Independent Roscommon TD Luke ‘Ming’ Flannagan has been enjoying being a scofflaw. In spite of having forsworn smoking cannabis “for the sake of my family”, he since told the ‘Star’ that he was growing his own. He was quoted as saying: “Was David Norris not breaking the law by having homosexual sex back when it was illegal? Or the TDs who used condoms when they were illegal? At least I’m being open and honest about it”. Ming has long used the republican banner to incite Turf Cutters Rallies, drawing an analogy with the protests again the closure of their turf banks by the Congested Districts Board in 1915. His own father gave a revealing insight into the thinking behind many of the rural campaigns during a Miriam Meets RTE Radio program with his son. Scoffing at those environmentalists who wanted to protect the bogs,

Ming’s father asked Mariam Finucane ‘Whenever did flora and fauna make a sandwich?”.

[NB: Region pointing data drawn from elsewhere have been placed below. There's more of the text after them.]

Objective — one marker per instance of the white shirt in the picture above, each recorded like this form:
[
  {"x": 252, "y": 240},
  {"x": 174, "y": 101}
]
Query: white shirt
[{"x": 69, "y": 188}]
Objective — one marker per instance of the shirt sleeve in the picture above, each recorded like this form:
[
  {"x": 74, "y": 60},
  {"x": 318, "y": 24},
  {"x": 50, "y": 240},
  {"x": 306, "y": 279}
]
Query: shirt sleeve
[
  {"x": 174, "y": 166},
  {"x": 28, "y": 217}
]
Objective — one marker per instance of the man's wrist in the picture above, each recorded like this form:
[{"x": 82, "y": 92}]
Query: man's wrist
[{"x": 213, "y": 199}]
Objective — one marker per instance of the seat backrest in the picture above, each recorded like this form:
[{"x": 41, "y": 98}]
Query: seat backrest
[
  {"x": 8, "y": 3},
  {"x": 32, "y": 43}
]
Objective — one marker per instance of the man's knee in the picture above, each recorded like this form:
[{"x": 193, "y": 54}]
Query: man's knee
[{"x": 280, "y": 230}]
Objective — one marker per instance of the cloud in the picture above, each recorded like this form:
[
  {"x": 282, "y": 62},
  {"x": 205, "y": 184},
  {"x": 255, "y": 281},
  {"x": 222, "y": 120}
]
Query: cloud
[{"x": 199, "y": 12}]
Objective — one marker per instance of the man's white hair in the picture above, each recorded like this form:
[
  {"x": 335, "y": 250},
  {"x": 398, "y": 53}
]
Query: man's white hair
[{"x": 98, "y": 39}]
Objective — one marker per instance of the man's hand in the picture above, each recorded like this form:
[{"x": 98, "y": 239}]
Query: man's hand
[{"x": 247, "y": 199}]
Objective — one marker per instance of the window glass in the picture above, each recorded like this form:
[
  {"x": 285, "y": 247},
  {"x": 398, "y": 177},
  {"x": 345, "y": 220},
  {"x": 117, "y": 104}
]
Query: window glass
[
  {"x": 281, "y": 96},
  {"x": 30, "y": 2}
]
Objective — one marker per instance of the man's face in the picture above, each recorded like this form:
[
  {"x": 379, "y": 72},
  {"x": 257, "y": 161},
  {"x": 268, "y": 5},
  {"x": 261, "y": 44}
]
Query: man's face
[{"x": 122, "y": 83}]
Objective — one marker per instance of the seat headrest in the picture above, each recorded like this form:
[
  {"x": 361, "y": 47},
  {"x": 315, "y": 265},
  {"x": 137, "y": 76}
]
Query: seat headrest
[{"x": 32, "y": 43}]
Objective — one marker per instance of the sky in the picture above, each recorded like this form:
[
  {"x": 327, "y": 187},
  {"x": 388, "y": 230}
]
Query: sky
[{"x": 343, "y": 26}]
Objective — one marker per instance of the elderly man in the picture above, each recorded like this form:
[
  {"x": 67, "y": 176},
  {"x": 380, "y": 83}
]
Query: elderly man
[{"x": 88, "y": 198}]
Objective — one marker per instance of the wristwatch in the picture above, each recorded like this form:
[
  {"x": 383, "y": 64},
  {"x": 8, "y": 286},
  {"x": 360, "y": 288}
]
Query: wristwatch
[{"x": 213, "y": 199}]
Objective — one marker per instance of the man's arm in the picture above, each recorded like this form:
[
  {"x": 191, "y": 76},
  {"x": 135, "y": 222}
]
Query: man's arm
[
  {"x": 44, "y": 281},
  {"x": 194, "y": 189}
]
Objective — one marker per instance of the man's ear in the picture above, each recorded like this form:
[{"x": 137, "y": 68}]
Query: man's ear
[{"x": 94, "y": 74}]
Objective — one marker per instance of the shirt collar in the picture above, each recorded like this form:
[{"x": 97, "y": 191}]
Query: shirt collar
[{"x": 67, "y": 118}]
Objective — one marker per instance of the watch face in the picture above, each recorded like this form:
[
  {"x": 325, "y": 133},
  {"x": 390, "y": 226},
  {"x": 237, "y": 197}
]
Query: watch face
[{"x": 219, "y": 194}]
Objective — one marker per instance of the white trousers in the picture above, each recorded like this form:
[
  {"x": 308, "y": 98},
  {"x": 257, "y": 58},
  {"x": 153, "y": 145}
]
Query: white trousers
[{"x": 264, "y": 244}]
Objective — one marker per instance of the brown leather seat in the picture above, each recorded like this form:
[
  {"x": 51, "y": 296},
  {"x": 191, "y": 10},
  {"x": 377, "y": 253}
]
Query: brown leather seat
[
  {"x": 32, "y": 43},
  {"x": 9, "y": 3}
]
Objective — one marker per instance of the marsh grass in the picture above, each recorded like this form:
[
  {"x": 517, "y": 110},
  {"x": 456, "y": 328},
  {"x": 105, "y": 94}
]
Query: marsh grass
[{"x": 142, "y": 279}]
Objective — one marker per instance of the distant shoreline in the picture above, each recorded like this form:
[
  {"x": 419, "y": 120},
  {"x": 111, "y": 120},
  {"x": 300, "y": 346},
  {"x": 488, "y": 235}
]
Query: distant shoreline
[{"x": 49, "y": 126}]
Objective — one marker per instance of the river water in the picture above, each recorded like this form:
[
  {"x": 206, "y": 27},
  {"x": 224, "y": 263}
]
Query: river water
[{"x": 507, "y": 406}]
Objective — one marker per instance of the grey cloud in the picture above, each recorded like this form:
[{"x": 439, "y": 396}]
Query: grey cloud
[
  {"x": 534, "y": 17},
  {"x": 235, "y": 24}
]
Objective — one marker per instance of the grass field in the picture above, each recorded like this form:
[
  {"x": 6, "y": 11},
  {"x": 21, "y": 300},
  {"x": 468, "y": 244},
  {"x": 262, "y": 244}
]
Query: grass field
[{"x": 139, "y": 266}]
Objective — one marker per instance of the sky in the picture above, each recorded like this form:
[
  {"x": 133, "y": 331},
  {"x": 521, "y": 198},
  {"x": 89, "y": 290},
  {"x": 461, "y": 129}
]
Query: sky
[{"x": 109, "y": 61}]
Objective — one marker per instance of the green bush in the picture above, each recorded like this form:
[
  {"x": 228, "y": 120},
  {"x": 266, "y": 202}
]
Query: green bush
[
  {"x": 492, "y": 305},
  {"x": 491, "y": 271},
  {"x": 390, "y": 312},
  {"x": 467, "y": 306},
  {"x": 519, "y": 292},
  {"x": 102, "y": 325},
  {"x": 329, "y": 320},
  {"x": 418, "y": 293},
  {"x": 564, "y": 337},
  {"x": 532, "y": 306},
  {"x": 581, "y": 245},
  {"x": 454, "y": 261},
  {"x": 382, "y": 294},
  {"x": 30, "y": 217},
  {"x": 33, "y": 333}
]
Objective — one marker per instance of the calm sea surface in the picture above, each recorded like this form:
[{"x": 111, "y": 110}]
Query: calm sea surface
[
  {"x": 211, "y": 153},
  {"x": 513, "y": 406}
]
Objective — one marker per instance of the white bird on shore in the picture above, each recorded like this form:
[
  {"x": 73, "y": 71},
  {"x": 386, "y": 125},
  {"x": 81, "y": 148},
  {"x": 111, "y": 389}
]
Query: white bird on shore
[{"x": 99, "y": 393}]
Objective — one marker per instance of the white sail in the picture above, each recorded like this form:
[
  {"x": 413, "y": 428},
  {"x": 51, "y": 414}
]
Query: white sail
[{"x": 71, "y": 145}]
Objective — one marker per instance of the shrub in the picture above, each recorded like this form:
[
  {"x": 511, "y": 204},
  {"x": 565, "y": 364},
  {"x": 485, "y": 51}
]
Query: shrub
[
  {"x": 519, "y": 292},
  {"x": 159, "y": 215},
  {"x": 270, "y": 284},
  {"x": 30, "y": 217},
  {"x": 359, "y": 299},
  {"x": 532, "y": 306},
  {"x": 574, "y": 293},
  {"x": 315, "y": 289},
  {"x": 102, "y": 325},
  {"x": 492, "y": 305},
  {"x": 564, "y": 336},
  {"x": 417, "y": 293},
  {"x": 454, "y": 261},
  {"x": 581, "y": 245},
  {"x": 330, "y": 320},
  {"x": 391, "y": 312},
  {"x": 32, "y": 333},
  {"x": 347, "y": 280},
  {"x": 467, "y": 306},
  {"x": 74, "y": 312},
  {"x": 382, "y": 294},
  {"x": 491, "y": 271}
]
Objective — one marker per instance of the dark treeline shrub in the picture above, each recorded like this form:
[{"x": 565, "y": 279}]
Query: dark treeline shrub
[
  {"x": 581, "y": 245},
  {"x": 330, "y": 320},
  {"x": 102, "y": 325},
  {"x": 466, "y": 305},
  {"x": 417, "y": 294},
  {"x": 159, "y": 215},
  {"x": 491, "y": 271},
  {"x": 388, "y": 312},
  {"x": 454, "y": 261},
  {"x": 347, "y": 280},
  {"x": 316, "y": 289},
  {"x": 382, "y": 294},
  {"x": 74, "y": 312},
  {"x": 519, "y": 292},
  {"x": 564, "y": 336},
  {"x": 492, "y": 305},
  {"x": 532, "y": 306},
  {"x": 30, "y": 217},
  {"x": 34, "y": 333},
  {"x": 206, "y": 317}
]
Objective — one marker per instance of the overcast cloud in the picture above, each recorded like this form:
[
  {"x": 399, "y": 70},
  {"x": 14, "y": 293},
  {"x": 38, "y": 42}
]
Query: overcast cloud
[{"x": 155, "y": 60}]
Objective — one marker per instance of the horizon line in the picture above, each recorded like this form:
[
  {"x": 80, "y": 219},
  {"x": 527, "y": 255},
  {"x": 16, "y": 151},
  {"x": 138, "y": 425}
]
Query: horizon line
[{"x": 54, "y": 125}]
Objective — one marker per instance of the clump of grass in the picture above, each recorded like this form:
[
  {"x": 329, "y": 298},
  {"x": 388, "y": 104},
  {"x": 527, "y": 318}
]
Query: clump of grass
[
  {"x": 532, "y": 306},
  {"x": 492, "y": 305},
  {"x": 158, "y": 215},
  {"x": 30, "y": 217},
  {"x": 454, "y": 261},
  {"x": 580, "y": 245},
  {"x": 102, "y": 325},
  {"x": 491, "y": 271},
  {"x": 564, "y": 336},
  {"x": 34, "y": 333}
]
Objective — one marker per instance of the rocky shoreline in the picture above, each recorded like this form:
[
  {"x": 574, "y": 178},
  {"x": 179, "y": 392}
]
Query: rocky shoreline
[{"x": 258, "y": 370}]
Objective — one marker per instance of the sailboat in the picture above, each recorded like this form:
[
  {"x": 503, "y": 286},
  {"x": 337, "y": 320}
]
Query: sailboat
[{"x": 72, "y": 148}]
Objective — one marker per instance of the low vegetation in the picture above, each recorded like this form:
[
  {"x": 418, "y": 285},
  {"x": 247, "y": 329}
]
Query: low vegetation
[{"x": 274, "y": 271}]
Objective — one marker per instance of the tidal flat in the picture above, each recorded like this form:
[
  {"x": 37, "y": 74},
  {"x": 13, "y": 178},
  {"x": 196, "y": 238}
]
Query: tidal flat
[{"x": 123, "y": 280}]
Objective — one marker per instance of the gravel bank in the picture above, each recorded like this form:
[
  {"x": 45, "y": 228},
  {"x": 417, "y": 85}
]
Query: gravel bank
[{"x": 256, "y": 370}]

Signs protesting at the turf-cutting ban have sprouted up beside others opposing the water charge and the property tax. The Irish Independent suggests 12 of the 52 protected bogs have been cut this year to date. Conor Skehan, the Phil-Hogan-appointed Chair of the Peatlands Council, is now reviled for having promised the cutters “they and their children” would be able to cut forever as the Government’s Cessna FR172H spotter aircraft fly across the bogs taking photographs with which to damn the generations as they cut away.

 

Turning gamekeeper

Frank Flannery, former chief strategist for Fine Gael, has begun working for a public relations and lobbying firm, Insight Consultants, but will not disclose what clients he is representing. The principals in Insight Consultants are Michael Parker, a former general secretary of the Progressive Democrats, and Michael Keane, a former editor of the Sunday Press. Meanwhile, presumably at the other end of the political rainbow, former Labour Party parliamentary director and (Democratic Left) Assistant Government Press Secretary, Tony Heffernan, now labours part-time with DHR Communications. He will be working with Catherine Heaney a former Chief Executive of the Irish Family Planning Association, and former Press Officer with the Labour Party. Peter Cassells is the Chairperson of DHR and was of course formerly General Secretary of the Irish Congress of Trade Unions. Villager will be watching the lobbying bill to see that it provides for information on whether these characters get aggrandised access to their former buddies in government.

 

Too shy to call

Mayo Fianna Fáil TD Dara Calleary says his party will co-operate fully with the Criminal Assets Bureau (CAB) in their investigation into the political donation former Minister Padraig Flynn took from developer Tom Gilmartin. It has been reported that the initial examination of the case by CAB has concluded that it will be difficult to prove that Flynn obtained the money by fraud or deception because Fianna Fáil has not made any claim to it. Dara Calleary told The Mayo News that they will assist CAB’s investigation. However, he said the party has not been contacted by CAB. They have his number.

 

Broadshite

A feel-bad counterpoint to the Irish Times’ “bottom-quivering” search for the best place to live in Ireland is broadsheet.ie’s quest for the shitest place. Comments on the website included: “I’ve never seen anyone smile in Balbriggan. Ever” and Mallow, Co. Cork? Thousands of people individually engrossed in themselves, made stagnant by the lack of anything, colliding with each other forever in the same physical plane, which, coincidentally, also has the highest natural occurrence of radon in the world. Broadsheet is normally the most entertaining Irish site on the web (Village’s web editor, please copy). They say if you contribute to politics.ie and the thread goes beyond four comments someone’s going to get called a Nazi but with Broadsheet someone will correct your grammar. But Broadsheet has yet to decide on the shitest place. Villager believes it’s Letterkenny.